The treatment for large amounts of low concentration radioactive wastewater has always been a worldwide problem, just like the Fukushima nuclear power plant is facing the problem of insufficient storage space. In this work, we have assessed the effectiveness of flow electrode capacitive deionization (FCDI) as a recently developed electrochemical technology to concentrate the radioactive wastewater for the first time. Continuous batch experiments demonstrated that uranium (U) can accumulate into the electrolyte and on activated carbon at the same time in the flow electrode, and the removal efficiency of U remained over 99% during each cycle. Combined with XPS analysis, the migration route and valence change of U in the flow electrode were revealed, which helped to understand the high adsorption capacity of U in FCDI. Long-term batch experiments exhibited that the low concentration of feed water (60 mg L^-1 U) could be concentrated by 47 times after 48th continuous cycles, achieving a final concentration of 2843 mg L^-1 U in the electrolyte, and 40 mL reduced volume of uranium-containing water from 2,400 mL. Under optimized conditions, a charge efficiency of 86% and a low energy consumption of 2.03 mg J^-1 were achieved in 360 mg L^-1 initial concentration of UO₂²⁺. Overall, high removal rate, excellent concentration effect and low energy consumption make FCDI to be a promising way for radioactive wastewater treatment.

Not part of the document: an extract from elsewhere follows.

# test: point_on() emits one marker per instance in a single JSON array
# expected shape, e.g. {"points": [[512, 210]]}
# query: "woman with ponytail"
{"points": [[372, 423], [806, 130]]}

大量低浓度放射性废水的处理一直是世界性难题，就像福岛核电站面临储存空间不足的问题一样。在这项工作中，我们评估了流动电极电容去离子 (FCDI) 作为最近开发的首次浓缩放射性废水的电化学技术的有效性。连续批量实验表明，铀（U）可以同时在流动电极中积累到电解液中和活性炭上，并且在每个循环中U的去除效率保持在99%以上。结合XPS分析，揭示了U在流动电极中的迁移路线和价态变化，有助于了解U在FCDI中的高吸附能力。^-1 U) 可以在第 48 次连续循环后浓缩 47 倍，在电解质中达到 2843 mg L ^-1 U的最终浓度，并将含铀水的体积从 2,400 mL 减少 40 mL。在优化条件下，UO ₂ ²⁺初始浓度为360 mg L ^{-1 时}，充电效率为86%，能耗低至2.03 mg J ^-1。总体而言，FCDI去除率高、浓缩效果好、能耗低，是一种很有前景的放射性废水处理方式。